Nous reviendrons ultérieurement sur ce point.
Pour ce faire la nouvelle histoire sociale mobilise de nouvelles sources, sources orales et sources matérielles. La démarche est commune aussi à l’Histoire des femmes. En effet la première problématique en Histoire des femmes a été de rendre visible ce qui était caché, c’est à dire, derrière le mythe de l’éternel féminin, de découvrir l’existence réelle des femmes du passé, en en faisant des sujets historiques à part entière. “ Femmes emmurées comment vous rejoindre ? ” écrit interrogative en 1979 Michelle Perrot dans l’Histoire sans qualités. Effectivement les femmes sont presque toujours absentes des archives – archives diplomatiques et administratives surtout – utilisées par les historiens du XIXe siècle; même si, au cours de ce même siècle, les discours sur les femmes sont omniprésents.

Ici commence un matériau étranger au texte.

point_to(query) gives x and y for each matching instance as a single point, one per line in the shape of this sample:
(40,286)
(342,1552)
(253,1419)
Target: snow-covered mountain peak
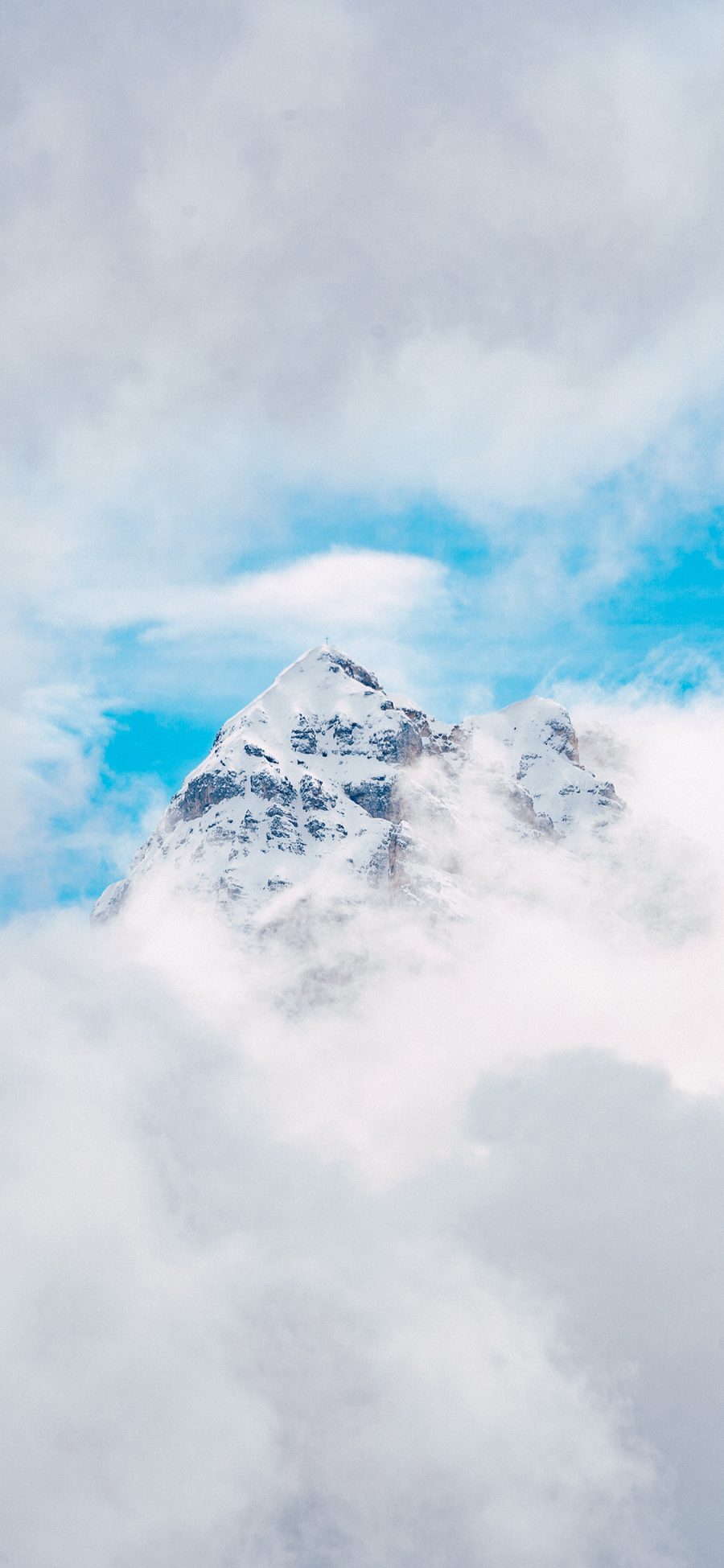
(325,768)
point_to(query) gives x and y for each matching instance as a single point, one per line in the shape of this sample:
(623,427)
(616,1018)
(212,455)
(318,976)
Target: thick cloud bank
(397,1247)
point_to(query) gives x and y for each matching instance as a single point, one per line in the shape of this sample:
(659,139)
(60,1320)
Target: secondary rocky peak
(325,768)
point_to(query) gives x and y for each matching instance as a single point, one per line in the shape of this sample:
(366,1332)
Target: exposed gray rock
(273,786)
(206,791)
(380,797)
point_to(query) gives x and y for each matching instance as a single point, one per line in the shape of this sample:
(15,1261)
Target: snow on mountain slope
(325,768)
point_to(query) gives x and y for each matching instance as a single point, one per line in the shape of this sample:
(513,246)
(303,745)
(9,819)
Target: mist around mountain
(325,783)
(378,1222)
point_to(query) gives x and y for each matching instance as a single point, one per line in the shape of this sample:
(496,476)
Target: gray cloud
(391,1244)
(406,248)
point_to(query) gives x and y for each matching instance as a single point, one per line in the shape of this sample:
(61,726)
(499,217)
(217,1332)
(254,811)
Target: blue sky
(408,336)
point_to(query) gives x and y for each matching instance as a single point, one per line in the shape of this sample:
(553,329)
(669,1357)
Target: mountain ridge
(327,770)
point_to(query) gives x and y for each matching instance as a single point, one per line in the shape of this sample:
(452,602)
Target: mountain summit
(325,768)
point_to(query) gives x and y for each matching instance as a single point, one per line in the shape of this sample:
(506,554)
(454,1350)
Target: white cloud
(425,1266)
(352,591)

Mais les sources écrites classiques ne sont pas aussi muettes sur les femmes qu’il est souvent dit ou écrit, même si l’Histoire a longtemps fait le silence sur les femmes. Archives traditionnelles de l’état civil, terreau de la démographie historique, mais aussi archives institutionnelles des lieux d’accouchement – hôpital et maison maternelle -, archives de l’assistance prolixes particulièrement après la mise en place de l’Assistance médicale gratuite (1893), archives judiciaires sur les procès pour viol et pour infanticide, toutes parlent abondamment des femmes. A ces sources écrites classiques, peuvent s’ajouter des sources orales même si la mémoire n’a sans doute pas de sexe : les mémoires individuelles sont façonnées par les parcours singuliers et par le milieu socioprofessionnel. Les sources orales peuvent-elles permettre de combler un vide documentaire ? La réponse est nuancée : organisé par Françoise Thébaud, un colloque vient de se tenir sur ce thème à l’université d’Avignon ; les actes seront publiés et je serai brève sur ce point. Papiers personnels, livres de comptes, photographies et journaux intimes sont également des sources qui permettent d’accéder à la vie privée et aux expériences subjectives des femmes d’autrefois.
Le mouvement d’anthropologisation de l’histoire a conduit de fait, progressivement, à une dilution, voire à une négation, de l’identité historienne qui est avant tout le rapport au temps, c’est à dire le rapport au présent, au passé et au futur, ce que l’on nomme les “ régimes d’historicité ”.